Exponential Backoff — Find The Bug¶

12 snippets. Each compiles. Each has a bug. Find it before reading the answer.

Bug 1¶

package main

import (
    "errors"
    "fmt"
    "time"
)

func callRemote() error {
    return errors.New("transient")
}

func main() {
    for {
        err := callRemote()
        if err == nil {
            fmt.Println("success")
            return
        }
        fmt.Printf("failed: %v, retrying\n", err)
        time.Sleep(1 * time.Second)
    }
}

Bug¶

Infinite loop. No maxAttempts. If callRemote keeps failing, the program never returns. Also constant backoff (no exponential), no context support, no transient/permanent distinction.

Fix¶

const maxAttempts = 5
for attempt := 0; attempt < maxAttempts; attempt++ {
    err := callRemote()
    if err == nil { return }
    if attempt < maxAttempts-1 {
        time.Sleep(time.Duration(1<<attempt) * 100 * time.Millisecond)
    }
}
fmt.Println("gave up")

Bug 2¶

func Retry(op func() error, maxAttempts int, base time.Duration) error {
    var lastErr error
    for attempt := 0; attempt < maxAttempts; attempt++ {
        err := op()
        if err == nil {
            return nil
        }
        lastErr = err
        time.Sleep(base * time.Duration(1<<attempt))
    }
    return lastErr
}

Bug¶

Sleeps after the last attempt unnecessarily. With maxAttempts = 5 and base = 100ms, the user waits an extra 1600ms before seeing "gave up".

Fix¶

if attempt < maxAttempts-1 {
    time.Sleep(base * time.Duration(1<<attempt))
}

Bug 3¶

func Retry(op func() error, maxAttempts int, base time.Duration) error {
    for attempt := 0; attempt < maxAttempts; attempt++ {
        err := op()
        if err == nil {
            return nil
        }
        if attempt < maxAttempts-1 {
            time.Sleep(base * time.Duration(1<<attempt))
        }
    }
    return errors.New("retry exhausted")
}

Bug¶

The last error is discarded.
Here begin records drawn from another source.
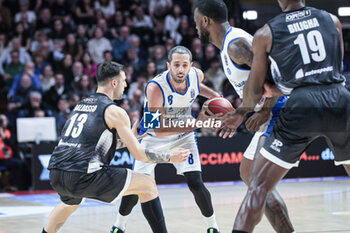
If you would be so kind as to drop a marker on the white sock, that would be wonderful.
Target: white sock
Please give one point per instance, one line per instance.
(121, 221)
(211, 222)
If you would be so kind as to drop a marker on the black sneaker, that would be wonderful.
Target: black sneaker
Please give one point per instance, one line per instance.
(212, 230)
(117, 230)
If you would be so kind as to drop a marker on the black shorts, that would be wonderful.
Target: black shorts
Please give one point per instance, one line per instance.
(106, 184)
(311, 112)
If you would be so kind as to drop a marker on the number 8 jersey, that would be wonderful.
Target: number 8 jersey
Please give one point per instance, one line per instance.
(86, 142)
(306, 49)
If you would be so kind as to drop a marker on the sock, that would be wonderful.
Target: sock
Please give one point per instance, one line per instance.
(153, 212)
(121, 221)
(211, 222)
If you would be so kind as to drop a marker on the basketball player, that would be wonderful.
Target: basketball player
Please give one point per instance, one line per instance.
(305, 47)
(79, 164)
(174, 91)
(236, 54)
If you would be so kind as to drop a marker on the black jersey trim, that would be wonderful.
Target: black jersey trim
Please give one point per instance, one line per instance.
(104, 119)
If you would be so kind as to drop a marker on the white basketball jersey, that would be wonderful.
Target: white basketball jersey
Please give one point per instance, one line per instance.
(236, 75)
(177, 105)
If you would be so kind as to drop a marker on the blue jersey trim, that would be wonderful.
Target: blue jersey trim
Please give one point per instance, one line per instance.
(199, 90)
(171, 86)
(240, 68)
(223, 42)
(152, 81)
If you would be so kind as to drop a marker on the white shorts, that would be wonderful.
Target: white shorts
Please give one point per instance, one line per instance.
(167, 143)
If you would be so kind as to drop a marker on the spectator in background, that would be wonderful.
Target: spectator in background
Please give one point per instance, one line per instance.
(23, 35)
(40, 62)
(61, 9)
(196, 49)
(215, 74)
(172, 22)
(139, 84)
(7, 157)
(121, 43)
(132, 58)
(72, 47)
(84, 12)
(52, 96)
(97, 45)
(107, 7)
(5, 57)
(107, 55)
(5, 16)
(66, 69)
(44, 21)
(12, 69)
(159, 58)
(47, 79)
(23, 82)
(35, 103)
(89, 66)
(159, 35)
(3, 41)
(82, 37)
(24, 10)
(84, 87)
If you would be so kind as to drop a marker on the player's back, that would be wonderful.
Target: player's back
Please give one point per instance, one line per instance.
(86, 142)
(306, 49)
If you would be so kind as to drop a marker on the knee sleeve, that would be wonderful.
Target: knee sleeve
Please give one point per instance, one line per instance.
(127, 204)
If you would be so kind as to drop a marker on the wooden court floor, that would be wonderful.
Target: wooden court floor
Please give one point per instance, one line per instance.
(317, 205)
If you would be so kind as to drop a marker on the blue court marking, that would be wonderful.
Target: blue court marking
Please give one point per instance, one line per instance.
(229, 183)
(52, 200)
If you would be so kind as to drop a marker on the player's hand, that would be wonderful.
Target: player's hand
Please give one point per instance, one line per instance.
(179, 155)
(256, 120)
(134, 130)
(271, 90)
(230, 122)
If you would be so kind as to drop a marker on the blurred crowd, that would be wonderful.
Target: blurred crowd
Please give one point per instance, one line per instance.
(49, 51)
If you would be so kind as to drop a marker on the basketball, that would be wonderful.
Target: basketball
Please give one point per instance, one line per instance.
(218, 105)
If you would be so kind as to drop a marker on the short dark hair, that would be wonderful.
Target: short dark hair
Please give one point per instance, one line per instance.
(179, 49)
(214, 9)
(107, 70)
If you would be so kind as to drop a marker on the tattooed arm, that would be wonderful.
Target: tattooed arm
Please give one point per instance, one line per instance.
(117, 118)
(241, 52)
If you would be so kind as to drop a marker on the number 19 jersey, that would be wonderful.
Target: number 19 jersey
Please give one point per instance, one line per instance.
(86, 142)
(306, 49)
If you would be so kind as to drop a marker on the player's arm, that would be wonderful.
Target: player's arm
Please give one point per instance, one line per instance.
(204, 90)
(117, 118)
(254, 87)
(240, 51)
(338, 25)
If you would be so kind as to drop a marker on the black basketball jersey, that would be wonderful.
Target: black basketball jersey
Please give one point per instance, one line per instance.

The caller sees "retry exhausted" with no information about why the operation failed. Cannot errors.Is against the underlying error.

Fix¶

return fmt.Errorf("after %d attempts: %w", maxAttempts, lastErr)

(Preserve and wrap the last error.)

Bug 4¶

func Retry(ctx context.Context, op func() error, maxAttempts int, base, maxDelay time.Duration) error {
    var lastErr error
    for attempt := 0; attempt < maxAttempts; attempt++ {
        err := op()
        if err == nil {
            return nil
        }
        lastErr = err
        if attempt < maxAttempts-1 {
            d := base * time.Duration(1<<attempt)
            if d > maxDelay {
                d = maxDelay
            }
            time.Sleep(d)
        }
    }
    return lastErr
}

Bug¶

time.Sleep is not cancellable. If the caller cancels ctx, the loop continues sleeping. The cancellation has no effect.

Fix¶

Use a select with time.NewTimer and ctx.Done():

t := time.NewTimer(d)
select {
case <-t.C:
case <-ctx.Done():
    t.Stop()
    return ctx.Err()
}

Bug 5¶

func Retry(op func() error, maxAttempts int, base, maxDelay time.Duration) error {
    for attempt := 0; attempt < maxAttempts; attempt++ {
        err := op()
        if err == nil {
            return nil
        }
        if attempt < maxAttempts-1 {
            d := base * time.Duration(1<<attempt)
            time.Sleep(d)
        }
    }
    return errors.New("exhausted")
}

Bug¶

1 << attempt overflows when attempt = 63. 1 << 63 is MinInt64, a negative duration. time.Sleep(negative) returns immediately. The retry loop spins as fast as possible.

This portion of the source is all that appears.